We Built an AI Team to Handle On-Call Incidents (Here's How)

It’s 3 AM. Your phone buzzes with an alert that makes your heart sink. Something is broken in production. You stumble to your laptop, eyes blurry, trying to piece together clues from a dozen different dashboards. Is it latency? Error rates? A bad deploy? The clock is ticking, and every minute of downtime feels like an eternity.

We’ve all been there. It’s a stressful, high-stakes scramble. But what if you had a team of AI agents that could handle the first response for you? An automated system that could not only detect the incident but also investigate the cause, synthesize the findings, and draft a postmortem before you’ve even had your first cup of coffee.

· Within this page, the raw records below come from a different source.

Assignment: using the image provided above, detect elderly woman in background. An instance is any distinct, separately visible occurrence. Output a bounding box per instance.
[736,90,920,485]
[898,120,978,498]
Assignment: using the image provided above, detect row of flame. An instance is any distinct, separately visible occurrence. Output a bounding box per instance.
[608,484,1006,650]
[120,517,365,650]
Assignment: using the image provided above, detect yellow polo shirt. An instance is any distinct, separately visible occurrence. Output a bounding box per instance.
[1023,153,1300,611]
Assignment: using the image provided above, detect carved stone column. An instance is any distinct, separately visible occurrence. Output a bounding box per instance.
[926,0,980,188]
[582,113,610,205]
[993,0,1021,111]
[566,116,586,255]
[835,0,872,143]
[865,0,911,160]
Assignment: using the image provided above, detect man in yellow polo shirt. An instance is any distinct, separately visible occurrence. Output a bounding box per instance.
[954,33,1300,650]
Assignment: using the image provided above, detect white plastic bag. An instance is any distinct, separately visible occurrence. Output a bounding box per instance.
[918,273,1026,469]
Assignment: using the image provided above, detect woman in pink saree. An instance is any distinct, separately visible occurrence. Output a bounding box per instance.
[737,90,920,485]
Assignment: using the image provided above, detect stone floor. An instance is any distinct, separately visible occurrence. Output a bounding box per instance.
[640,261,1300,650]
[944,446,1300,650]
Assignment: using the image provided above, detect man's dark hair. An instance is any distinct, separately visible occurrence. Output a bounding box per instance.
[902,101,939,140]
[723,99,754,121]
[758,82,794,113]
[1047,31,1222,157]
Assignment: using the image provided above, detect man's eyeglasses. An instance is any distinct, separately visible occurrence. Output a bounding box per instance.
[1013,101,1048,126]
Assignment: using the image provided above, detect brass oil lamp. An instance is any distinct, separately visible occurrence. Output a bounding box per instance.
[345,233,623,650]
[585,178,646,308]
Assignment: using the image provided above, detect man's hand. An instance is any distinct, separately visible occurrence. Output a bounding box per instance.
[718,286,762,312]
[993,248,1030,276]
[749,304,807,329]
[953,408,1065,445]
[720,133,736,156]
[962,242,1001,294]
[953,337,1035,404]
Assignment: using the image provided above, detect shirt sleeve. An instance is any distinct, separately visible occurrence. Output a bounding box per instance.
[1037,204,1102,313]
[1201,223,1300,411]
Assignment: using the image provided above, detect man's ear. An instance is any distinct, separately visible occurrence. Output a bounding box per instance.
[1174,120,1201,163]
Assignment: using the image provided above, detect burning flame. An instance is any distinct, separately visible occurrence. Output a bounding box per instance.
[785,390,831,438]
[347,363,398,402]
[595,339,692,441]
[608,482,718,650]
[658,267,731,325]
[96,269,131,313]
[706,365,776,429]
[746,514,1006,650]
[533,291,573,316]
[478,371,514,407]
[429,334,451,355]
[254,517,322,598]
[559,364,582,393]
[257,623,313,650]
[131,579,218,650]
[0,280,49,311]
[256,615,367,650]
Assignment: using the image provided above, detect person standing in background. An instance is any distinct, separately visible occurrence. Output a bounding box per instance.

That sounds like science fiction, right? Well, it’s closer than you think. Today, I want to walk you through how we can build exactly that: a multi-agent system powered by Haystack that acts like a seasoned Site Reliability Engineering (SRE) team. This isn't just a simple chatbot. We're talking about a coordinated group of AI specialists that can reason, use tools, and solve complex problems, end-to-end.

Let’s build it together.

First, We Need to Create a Controlled Disaster

You can't test a firefighting team without a fire. To see our AI agents in action, we first need to create a realistic, but completely synthetic, production incident. We need data—the kind of metrics and logs you’d see in a real system.

So, we'll generate two main types of data for a fictional 24-hour period:

1. System Metrics: Think of this as the system's heartbeat. We'll track things like requests per second (RPS), 95th percentile latency (p95_ms), and the overall error rate. We’ll make it look real, with natural daily peaks and valleys.
2. System Logs: These are the detailed, moment-by-moment event records from different services like api-gateway, payments, and auth.

Here’s the crucial part: we’re going to deliberately inject an "incident" into this data. For a specific window of time, we’ll make the p95 latency spike, the error rate climb, and the request throughput drop. We'll also make the logs within this window reflect the problem, with more warnings, errors, and specific failure messages like UpstreamTimeout and DBConnPoolExhausted.

By creating this synthetic world, we have a perfect, reproducible playground to test our AI agents. We know exactly when and how the incident happened, so we can fairly judge how well our AI team performs. We'll load all this data into an in-memory database called DuckDB, which is super fast for the kind of analytical queries our agents will need to run.

Giving Our Agents Their Superpowers: The Tools

An agent is only as good as the tools it can use. An LLM on its own can't query a database or analyze a data frame. So, we need to equip our agents with a set of custom "tools" they can call upon to do the real investigative work.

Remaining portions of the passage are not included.